Moment of madness gives England edge
A stadium packed to the steel girders with 80,000 screaming fans should be an impossible place to be alone, but for Alun Wyn Jones, Twickenham in the chill Saturday gloaming must have felt like the loneliest place in the world.
A split second of madness, a championship spoiled for one side and saved for another. It sounds too stark and too severe - we're one round in, with hours of rugby yet to be played - but this most enduring of tournaments provides the most exposed of stages.
When Wyn Jones left the field after tripping Dylan Hartley, the match was poised at 3-3 and bang in the balance. By the time he returned, 10 minutes of game-time later, England were 17 points clear.
There was room for ebb and flow afterwards, for an almost-comeback of epic proportions and a stirring grandstander of a last 15 minutes, but the key play in the day had been made. And if the scoreboard didn't tell you enough, the coaches' faces afterwards did.
Wales coach Warren Gatland could barely disguise his fury; Shaun Edwards couldn't. You could forgive the second row if he decided to change his name to Alun Wince Jones. "Shaun told Alun at half-time, I just hope you never do that again in your career," said Gatland, with the air of a man who has witnessed one of the great ear-bashings.
"We've talked about discipline all week, and then that happens. It was massive. "
For Martin Johnson, there was a certain sweet irony in it all. Last season England's hopes were wrecked by their own indiscipline, summed up by the moment Danny Care got himself sin-binned in Dublin and sent Johnson into a fearsome fist-thumping fury.
This time around, Care epitomised everything that was better about England. After the dismal, leaden autumn internationals, here was a little pace, here was sometimes quick thinking - hell, here was even the occasional moment of spontaneity.
It might not always have been pleasing on the eye. There might have been scrappiness and errors aplenty to go with the drama and tension, and a period in the second half where the wheels wobbled if not quite came off completely, but if ever a game was all about the win, this was it.
Both teams were desperate for something after a run of results that has raised significant questions about exactly where they were heading. For both, with eminently winnable games up next, Saturday was either going to launch them into this Six Nations with momentum and renewed belief or leave them listing and listless.
Despite that stirring second-half fightback, it's Wales who will spend the rest of the campaign playing catch-up. They have now lost nine of their last 18 internationals, a record that does a disservice to the quality of both their players and management.
For England, there is finally some sunshine and optimism after a run of performances that had left Twickenham at best bored and at worst openly mutinous.
The last time they ran out in a new shirt, against Argentina three months ago, they produced a mauve mess.

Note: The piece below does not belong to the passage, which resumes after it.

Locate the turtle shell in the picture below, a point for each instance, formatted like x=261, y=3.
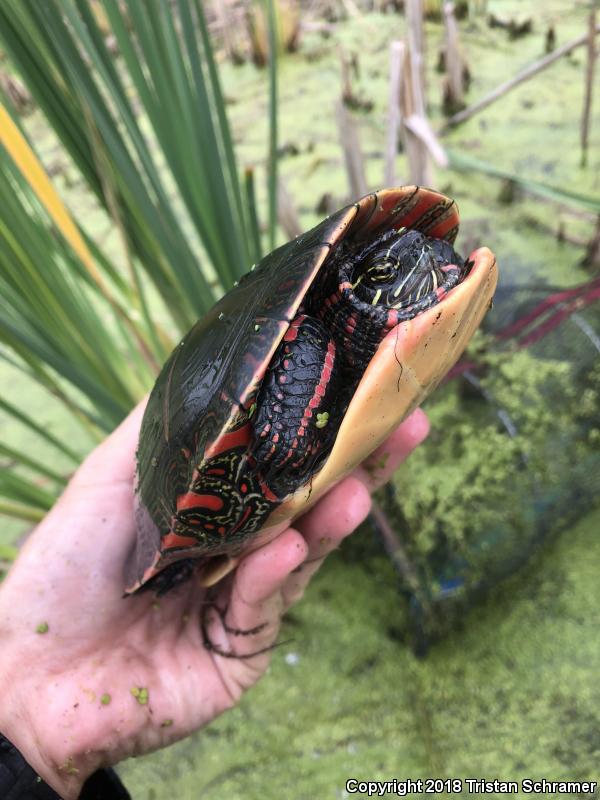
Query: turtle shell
x=199, y=408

This time the cream colours clothed a display that left Johnson at times purring like the cat with the proverbial. Even his under fire skipper Steve Borthwick had a stormer, stealing line-outs and ripping the ball from Welsh hands on several key occasions.

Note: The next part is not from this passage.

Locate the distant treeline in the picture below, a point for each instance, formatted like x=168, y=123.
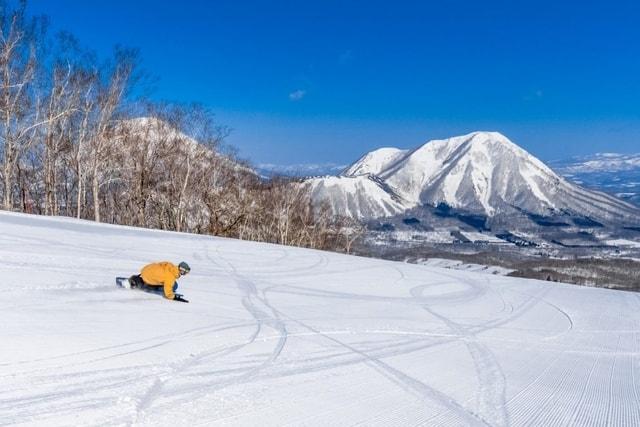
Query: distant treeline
x=78, y=138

"We've all been there and done silly things that had an influence on the game," said Johnson, "but the good thing from our point of view is that we turned that pressure into scores. They didn't give us those 17 points - we still had to score them.
"There are lots of things we need to improve on, but ultimately we found a way to win. We've been in games like that and lost them."
For all the pre-match talk of an expansive running game, the man of the match was a blind-side flanker, the first home try from an old-fashioned forward rumble that wouldn't have been out of place in 1991 or 1980. James Haskell hasn't always been everyone's cup of tea, but this was his best performance in an English jersey.
"That's probably the most nervous I've been for an England game," he said afterwards, pumped up with adrenaline, talking on fast forward. "Wales are a team who can cause chaos, but today we stuck together as a team and imposed ourselves on them. There's always a sense of desperation when you're under your posts and you're suddenly only three points ahead, but we kept calm."
Haskell was on the pitch two years ago when England famously threw away a 13-point lead, and conceded the penalty that allowed James Hook to kick-start the comeback that day. Hook's twinkle toes threatened an even bigger turnaround this time, but whereas in 2007 it was an English loose pass that sealed the result, this time it came from Stephen Jones as Wales threw caution to the late winds.
The visitors, for all their dominance in the scrum, struggled at line-outs (seven won, five lost). Matthew Rees was missed more than Gethin Jenkins. While there was the trademark adventure and flair, there were also too many errors - 19 when in possession to England's 12. Gareth Cooper's pass was as patchy as it has been all season, and Jamie Roberts failed to make the impact many had anticipated against the lightweight England midfield.
England remain a side in transition, not transformed. There was still a robotic feel to parts of their play, problems up front and no great chemistry from 10 through to 13. Equally, their second try demonstrated a quickness of ball and mind and that had been almost entirely absent for the past eight months.
Thanks to Wyn Jones and that moment of madness, they have a platform and purpose again. Whether it can be sustained for the rest of the campaign is another matter, but in an otherwise bleak midwinter, there are green shoots visible. If nothing else, it's been a long time since anyone saw so many home supporters leaving Twickenham with smiles on their faces.